Je retourne en marchant dans l’eau, me jouant des obstacles et profitant de l’eau tiède. La marée montante a envahi le sable blanc, la plage a presque disparu sous les accumulations de copeaux de feuilles et sous les tas d’algues. Je rentre les mains chargées de trésors : test d’oursin énorme et deux éponges.

    Dominique a rapporté les siens : une belle éponge et deux boules mystérieuses, une noire, sans doute une graine, et une blanche, peut être un œuf, accroché à des rameaux, des squelettes de créatures marines étranges et translucides en forme de clochettes fragiles.
Je retourne avec mon carnet moleskine mais le vent a forci, les nuages se sont épaissis. Il tombe des gouttes qui m’empêchent de dessiner. Je reprends ma promenade à la lisière de l’eau jusqu’à la tombée de la nuit. La caresse de la vague qui vient mourir sur le sable, se retire et revient, suffit pour me ravir. Je marche avec précaution pendant le reflux sur ce sable extrêmement blanc d’une finesse inouïe. Ce bonheur est un cadeau des dieux et me fait oublier mes regrets.
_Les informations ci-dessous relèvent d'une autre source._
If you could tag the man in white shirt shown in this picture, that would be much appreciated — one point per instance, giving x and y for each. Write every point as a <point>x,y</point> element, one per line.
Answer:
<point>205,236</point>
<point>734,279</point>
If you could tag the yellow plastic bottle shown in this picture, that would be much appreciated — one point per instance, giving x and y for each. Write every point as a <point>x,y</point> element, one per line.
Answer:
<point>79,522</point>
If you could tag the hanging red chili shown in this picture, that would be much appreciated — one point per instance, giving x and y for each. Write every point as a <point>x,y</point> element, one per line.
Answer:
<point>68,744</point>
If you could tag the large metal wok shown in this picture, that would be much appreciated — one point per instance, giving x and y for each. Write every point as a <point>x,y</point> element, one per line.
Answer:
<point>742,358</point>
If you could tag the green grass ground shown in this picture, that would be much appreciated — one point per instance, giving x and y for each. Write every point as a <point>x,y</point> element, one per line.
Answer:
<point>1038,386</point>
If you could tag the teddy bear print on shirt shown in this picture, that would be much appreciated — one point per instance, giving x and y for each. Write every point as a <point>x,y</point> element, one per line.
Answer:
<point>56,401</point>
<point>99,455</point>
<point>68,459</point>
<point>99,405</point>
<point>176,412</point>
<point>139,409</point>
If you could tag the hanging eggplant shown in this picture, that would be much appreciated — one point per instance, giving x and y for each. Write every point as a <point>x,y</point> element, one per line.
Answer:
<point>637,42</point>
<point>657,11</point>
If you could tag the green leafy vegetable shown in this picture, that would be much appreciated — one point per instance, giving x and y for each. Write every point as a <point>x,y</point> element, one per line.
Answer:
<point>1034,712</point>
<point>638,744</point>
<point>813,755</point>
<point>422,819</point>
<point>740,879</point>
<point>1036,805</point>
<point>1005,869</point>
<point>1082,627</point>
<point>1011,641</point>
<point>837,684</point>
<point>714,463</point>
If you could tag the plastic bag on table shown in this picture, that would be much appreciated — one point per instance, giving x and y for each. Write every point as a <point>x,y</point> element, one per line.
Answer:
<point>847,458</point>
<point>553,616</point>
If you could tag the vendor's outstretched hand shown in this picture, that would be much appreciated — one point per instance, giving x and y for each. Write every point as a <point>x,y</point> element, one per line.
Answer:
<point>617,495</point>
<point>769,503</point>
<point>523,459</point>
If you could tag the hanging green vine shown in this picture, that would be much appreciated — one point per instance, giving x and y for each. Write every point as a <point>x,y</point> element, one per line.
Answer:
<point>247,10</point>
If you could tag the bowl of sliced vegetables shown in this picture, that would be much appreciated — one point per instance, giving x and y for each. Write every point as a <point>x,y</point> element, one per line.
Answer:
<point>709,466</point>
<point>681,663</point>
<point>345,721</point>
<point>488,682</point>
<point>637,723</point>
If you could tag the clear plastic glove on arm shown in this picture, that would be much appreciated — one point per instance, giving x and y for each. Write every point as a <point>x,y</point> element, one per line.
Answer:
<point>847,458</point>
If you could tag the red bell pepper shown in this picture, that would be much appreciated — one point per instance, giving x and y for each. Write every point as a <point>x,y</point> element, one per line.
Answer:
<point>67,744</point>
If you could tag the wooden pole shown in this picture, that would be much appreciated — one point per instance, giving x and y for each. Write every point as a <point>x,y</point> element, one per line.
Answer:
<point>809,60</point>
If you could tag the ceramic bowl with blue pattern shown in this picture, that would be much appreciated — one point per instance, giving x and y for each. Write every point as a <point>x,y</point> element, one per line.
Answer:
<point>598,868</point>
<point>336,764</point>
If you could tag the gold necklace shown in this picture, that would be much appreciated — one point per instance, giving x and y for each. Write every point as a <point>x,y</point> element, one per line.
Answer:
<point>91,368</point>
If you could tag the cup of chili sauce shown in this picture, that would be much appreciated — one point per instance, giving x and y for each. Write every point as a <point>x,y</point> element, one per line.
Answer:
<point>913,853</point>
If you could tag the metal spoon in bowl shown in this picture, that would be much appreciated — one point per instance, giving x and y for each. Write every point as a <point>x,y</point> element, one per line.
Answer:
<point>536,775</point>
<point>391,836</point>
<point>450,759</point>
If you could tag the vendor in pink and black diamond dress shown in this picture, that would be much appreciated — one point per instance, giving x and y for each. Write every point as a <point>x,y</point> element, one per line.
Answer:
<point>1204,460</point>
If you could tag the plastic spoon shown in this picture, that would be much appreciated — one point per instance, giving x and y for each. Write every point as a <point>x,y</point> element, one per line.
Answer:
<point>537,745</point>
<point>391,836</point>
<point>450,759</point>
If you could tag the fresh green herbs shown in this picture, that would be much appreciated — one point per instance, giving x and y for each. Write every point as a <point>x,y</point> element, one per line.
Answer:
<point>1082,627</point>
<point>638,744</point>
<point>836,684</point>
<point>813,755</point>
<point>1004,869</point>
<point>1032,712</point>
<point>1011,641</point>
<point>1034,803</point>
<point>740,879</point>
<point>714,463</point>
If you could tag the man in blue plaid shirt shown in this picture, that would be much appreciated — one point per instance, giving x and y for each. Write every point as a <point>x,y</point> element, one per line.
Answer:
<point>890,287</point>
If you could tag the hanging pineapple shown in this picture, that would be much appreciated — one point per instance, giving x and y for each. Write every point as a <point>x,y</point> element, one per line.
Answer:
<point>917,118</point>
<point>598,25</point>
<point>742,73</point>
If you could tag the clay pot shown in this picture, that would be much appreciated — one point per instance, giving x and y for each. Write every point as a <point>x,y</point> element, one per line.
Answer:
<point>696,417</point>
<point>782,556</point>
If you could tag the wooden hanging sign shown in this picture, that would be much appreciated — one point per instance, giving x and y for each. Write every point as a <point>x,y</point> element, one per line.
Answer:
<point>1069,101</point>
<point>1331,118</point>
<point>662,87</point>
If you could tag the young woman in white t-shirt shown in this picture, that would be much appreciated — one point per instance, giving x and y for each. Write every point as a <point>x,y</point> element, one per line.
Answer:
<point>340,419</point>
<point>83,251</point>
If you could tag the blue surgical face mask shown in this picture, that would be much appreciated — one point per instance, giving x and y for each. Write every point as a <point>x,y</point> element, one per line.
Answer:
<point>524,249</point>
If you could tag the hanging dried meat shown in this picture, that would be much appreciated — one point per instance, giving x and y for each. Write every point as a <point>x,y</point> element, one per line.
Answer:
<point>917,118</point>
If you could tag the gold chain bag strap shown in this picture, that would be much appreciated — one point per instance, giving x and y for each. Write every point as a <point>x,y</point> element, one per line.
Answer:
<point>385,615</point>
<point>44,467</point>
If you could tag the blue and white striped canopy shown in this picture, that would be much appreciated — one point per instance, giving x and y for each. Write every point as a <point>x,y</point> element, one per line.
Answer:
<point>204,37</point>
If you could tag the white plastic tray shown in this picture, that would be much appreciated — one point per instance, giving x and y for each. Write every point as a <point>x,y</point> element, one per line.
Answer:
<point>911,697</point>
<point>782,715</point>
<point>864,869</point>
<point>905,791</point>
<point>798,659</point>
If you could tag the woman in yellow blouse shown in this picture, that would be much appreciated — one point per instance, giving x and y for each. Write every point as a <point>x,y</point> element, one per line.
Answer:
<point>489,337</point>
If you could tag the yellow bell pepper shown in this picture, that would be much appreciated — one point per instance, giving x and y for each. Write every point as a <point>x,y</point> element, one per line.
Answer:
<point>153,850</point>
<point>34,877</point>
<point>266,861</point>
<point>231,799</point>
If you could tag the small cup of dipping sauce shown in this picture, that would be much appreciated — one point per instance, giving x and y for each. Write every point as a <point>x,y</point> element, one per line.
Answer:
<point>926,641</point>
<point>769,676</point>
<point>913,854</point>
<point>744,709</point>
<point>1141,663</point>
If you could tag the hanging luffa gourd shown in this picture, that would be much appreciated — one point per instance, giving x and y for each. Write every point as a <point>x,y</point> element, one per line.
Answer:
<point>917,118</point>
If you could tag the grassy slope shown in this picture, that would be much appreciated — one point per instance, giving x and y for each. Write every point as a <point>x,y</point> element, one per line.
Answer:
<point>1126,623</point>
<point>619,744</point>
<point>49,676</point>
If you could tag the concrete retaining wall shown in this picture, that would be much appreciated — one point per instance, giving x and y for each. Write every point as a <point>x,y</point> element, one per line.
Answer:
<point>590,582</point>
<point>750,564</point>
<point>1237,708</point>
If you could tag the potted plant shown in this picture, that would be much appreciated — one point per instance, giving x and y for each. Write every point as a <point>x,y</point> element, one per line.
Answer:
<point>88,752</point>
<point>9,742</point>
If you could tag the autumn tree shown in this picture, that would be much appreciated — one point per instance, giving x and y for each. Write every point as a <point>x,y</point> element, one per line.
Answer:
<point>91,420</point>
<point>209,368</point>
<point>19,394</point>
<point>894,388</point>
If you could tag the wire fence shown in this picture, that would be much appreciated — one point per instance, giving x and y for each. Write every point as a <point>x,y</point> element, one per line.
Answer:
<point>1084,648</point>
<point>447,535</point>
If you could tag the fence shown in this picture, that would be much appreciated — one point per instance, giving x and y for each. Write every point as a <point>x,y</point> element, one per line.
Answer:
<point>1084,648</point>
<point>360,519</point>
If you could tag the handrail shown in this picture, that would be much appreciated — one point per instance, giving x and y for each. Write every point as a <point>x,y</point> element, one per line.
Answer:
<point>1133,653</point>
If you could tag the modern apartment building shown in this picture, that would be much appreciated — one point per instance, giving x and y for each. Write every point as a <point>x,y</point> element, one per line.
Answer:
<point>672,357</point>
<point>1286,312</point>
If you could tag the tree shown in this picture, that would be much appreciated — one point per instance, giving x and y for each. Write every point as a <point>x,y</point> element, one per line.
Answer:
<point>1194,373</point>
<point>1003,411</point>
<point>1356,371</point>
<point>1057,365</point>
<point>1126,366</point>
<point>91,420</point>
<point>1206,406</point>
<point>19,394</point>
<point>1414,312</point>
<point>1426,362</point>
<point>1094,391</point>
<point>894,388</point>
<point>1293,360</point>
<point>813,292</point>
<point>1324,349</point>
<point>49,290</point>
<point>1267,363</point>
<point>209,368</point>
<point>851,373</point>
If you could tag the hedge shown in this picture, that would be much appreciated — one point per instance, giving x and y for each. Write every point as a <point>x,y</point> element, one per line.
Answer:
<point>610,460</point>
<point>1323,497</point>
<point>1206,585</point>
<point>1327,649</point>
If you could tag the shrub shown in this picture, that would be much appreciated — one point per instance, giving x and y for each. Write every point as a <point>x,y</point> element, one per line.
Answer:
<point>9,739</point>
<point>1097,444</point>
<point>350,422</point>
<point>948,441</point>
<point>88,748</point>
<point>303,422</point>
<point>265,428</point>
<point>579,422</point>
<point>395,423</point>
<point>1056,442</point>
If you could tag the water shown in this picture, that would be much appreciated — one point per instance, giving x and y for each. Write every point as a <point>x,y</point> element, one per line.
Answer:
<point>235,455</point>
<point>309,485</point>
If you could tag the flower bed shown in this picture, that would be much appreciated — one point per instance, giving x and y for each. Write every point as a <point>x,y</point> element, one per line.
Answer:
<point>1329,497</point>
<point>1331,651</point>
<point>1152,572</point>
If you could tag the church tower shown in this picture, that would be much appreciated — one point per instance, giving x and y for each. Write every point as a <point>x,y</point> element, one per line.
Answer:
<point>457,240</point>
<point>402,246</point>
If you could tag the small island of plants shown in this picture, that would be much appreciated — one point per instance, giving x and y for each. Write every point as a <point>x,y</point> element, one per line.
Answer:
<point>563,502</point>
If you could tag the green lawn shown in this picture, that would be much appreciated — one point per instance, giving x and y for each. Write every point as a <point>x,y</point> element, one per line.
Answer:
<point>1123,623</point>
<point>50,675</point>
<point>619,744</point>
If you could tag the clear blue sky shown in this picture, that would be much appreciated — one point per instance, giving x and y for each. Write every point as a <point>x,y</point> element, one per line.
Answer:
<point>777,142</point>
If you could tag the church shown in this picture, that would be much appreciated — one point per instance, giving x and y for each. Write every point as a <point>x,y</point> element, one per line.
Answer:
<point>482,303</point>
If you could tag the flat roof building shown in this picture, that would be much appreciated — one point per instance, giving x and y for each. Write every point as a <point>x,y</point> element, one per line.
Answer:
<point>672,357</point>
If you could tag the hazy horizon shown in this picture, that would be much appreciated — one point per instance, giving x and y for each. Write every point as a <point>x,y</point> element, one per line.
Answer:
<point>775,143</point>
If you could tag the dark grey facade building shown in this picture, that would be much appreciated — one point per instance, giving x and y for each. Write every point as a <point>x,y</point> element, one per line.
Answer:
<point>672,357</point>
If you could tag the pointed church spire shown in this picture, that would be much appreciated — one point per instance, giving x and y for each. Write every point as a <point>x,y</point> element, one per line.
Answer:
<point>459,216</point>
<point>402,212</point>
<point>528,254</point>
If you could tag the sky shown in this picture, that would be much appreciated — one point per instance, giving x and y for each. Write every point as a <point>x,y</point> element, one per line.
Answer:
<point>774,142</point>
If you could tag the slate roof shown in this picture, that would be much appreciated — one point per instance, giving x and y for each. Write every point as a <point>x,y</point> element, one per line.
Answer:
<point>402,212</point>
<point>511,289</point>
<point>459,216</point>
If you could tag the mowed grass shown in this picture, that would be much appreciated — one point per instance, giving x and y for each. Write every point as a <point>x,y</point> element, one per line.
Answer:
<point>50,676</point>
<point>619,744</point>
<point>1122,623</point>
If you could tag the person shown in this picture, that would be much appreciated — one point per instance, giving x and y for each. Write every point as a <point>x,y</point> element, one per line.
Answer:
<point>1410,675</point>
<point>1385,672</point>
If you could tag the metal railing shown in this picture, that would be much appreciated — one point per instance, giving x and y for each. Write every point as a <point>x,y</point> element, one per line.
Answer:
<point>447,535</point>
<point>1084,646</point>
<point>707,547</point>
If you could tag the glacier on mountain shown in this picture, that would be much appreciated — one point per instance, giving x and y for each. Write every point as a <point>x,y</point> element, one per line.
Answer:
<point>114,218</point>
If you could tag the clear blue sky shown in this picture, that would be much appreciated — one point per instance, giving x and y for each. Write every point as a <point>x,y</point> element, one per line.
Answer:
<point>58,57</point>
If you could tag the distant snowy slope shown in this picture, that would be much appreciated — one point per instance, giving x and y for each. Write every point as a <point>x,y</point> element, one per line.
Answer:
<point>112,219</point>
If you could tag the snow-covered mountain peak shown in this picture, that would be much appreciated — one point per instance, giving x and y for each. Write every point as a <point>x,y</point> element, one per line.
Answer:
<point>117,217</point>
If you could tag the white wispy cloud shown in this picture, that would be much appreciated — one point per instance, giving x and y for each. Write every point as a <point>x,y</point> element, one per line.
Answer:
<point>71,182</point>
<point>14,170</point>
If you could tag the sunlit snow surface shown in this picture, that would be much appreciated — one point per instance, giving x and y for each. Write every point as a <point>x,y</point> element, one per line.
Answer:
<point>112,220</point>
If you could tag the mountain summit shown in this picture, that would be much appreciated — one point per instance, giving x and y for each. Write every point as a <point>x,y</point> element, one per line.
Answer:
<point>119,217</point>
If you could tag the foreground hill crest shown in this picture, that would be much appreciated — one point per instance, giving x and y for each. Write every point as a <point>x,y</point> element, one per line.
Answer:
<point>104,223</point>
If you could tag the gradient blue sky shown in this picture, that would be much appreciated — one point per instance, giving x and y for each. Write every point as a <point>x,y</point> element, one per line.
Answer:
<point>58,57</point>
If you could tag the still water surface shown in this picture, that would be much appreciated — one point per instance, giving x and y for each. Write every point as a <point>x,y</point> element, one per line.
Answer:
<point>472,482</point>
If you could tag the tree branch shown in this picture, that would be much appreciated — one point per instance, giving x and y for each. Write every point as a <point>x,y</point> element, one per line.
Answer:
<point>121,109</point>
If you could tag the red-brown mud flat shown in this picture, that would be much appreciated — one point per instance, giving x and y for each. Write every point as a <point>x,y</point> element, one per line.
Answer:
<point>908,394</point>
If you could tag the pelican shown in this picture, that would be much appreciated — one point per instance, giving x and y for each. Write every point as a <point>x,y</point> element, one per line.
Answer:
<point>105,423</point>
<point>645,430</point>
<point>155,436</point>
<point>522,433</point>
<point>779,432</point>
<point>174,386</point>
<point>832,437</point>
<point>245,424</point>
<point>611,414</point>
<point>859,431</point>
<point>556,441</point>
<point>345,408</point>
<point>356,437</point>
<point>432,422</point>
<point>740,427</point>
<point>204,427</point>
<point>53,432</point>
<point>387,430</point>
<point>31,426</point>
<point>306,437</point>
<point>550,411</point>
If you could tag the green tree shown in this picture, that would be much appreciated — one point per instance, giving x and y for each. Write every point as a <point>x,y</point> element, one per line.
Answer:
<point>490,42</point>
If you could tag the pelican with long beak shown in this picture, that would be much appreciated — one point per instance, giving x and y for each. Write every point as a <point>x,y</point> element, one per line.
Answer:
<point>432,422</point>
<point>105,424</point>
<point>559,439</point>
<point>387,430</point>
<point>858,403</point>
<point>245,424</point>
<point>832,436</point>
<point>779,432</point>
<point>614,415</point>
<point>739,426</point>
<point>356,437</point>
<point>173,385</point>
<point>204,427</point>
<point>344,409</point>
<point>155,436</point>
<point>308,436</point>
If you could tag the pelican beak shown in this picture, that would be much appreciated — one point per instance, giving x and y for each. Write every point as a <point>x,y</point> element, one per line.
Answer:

    Je me concentre sur le plaisir simple de la promenade tentant de me protéger de la dépression dans laquelle Dominique s’enfonce un peu plus chaque jour. Résister, profiter quand même de Cuba. Devenir encore plus adulte, sortir du cocon pour être capable de vivre seule. De tristes pensées roulent dans ma tête mais n’arrivent pas à altérer la plénitude physique du contact avec cette frange de la plage.

Mercredi 18 Février : Cayo Levisa sous le soleil

     Réveil par grand vent. Les nuages se sont séparés. Après le petit déjeuner, le soleil brille. Je veux montrer à Dominique mon endroit enchanté, nous nous dépêchons de l’atteindre avant qu’il ne soit foulé par d’autres touristes. Il faut que l’endroit soit désert pour qu’il garde son charme. La mer est agitée. Une belle barre blanche souligne la barrière de corail. Le « lagon » protégé par les récifs est agité de petits moutons blancs. La côte de Cuba est bien nette. Je recommence mon dessin vite abandonné hier. Cet arbre vert partant à la conquête de l’océan me fascine sur son radeau d’arceaux entrecroisés.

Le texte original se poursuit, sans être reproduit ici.